Entre los nombres señalados aparecen Fabián Lovato (San Telmo), Martín Camarero (Brown de Adrogué), Jorge Milano (Villa Dálmine) y Javier “Pipo” Marín (Acassuso). Todos ellos fueron denunciados públicamente por la ex diputada Graciela Ocaña, un antecedente que vuelve a emerger cada vez que se analizan estas designaciones.
El caso de Lovato es uno de los más resonantes. Dirigente histórico del Ascenso, en 2017 quedó envuelto en un episodio violento al irrumpir con una patota en una asamblea que buscaba desplazarlo como vicepresidente de San Telmo. Su alineamiento con el peronismo y con la conducción de Julio Grondona en la AFA nunca fue un secreto. Hoy ocupa un cargo clave como secretario de las Selecciones Juveniles, una función que evidencia la confianza que le dispensa el esquema tapista.
En la misma órbita aparece Camarero, vicepresidente de Brown de Adrogué, institución que recientemente renovó autoridades con Agustín Galeota como presidente. Su cercanía con Tapia se traduce no solo en espacios dentro de la AFA, sino también en beneficios asociados a viajes y viáticos internacionales.
El nombre de Jorge Milano suma otro matiz. Vicepresidente de Villa Dálmine, fue designado en la Unidad de Inspección de la Ceamse, un puesto con peso real: entre sus funciones se encuentran auditorías en municipios, una tarea con impacto directo en la política bonaerense.

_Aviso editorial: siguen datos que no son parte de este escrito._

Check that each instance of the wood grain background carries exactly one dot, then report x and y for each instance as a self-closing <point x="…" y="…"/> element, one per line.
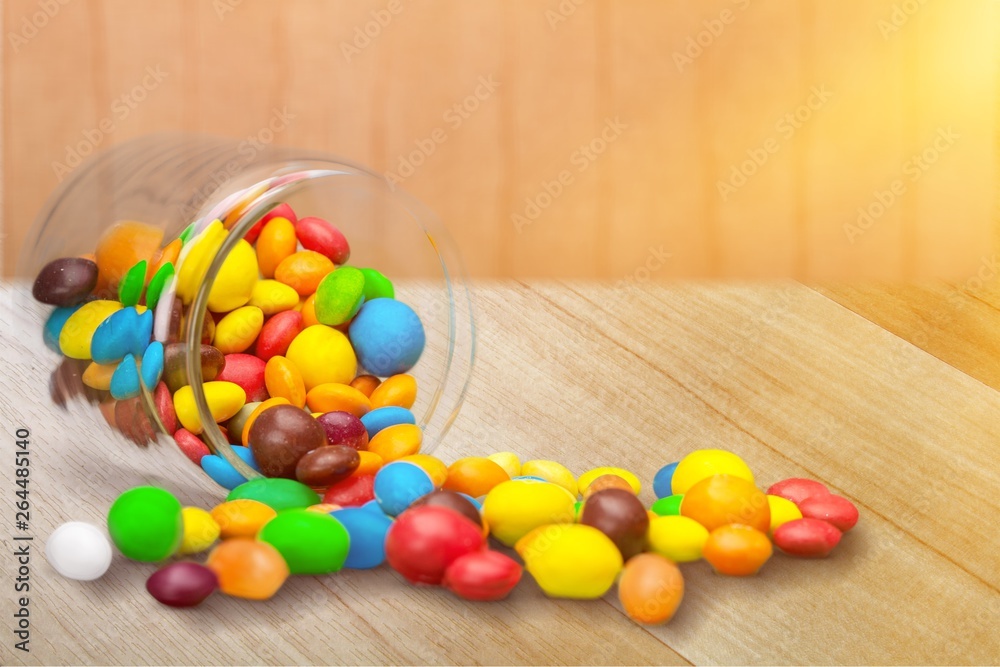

Por su parte, Javier “Pipo” Marín es considerado uno de los hombres de mayor confianza de Tapia. Vicepresidente de Acassuso, tuvo un rol central al frente de la Comisión de Arbitrajes durante la implementación del VAR en el fútbol argentino. Su nombre también quedó ligado en 2018 a una investigación judicial por abusos en pensiones juveniles de Independiente.
Cargos en el fútbol, sillones en la Ceamse y alineamientos políticos firmes configuran una red de poder que excede largamente el juego dentro de la cancha. En el Ascenso, la pelota sigue rodando, pero las decisiones de mayor peso se toman en despachos estatales.
A este entramado se suma otro frente sensible: la causa por Sur Finanzas, la financista que otorgaba préstamos a clubes y que es investigada por presuntas maniobras irregulares vinculadas a la compra de dólares durante el cepo cambiario del gobierno de Alberto Fernández. La empresa, manejada por Ariel Vallejo, también aparece relacionada con el dirigente platense Juan Bautista Melzi, cercano al Frente Renovador.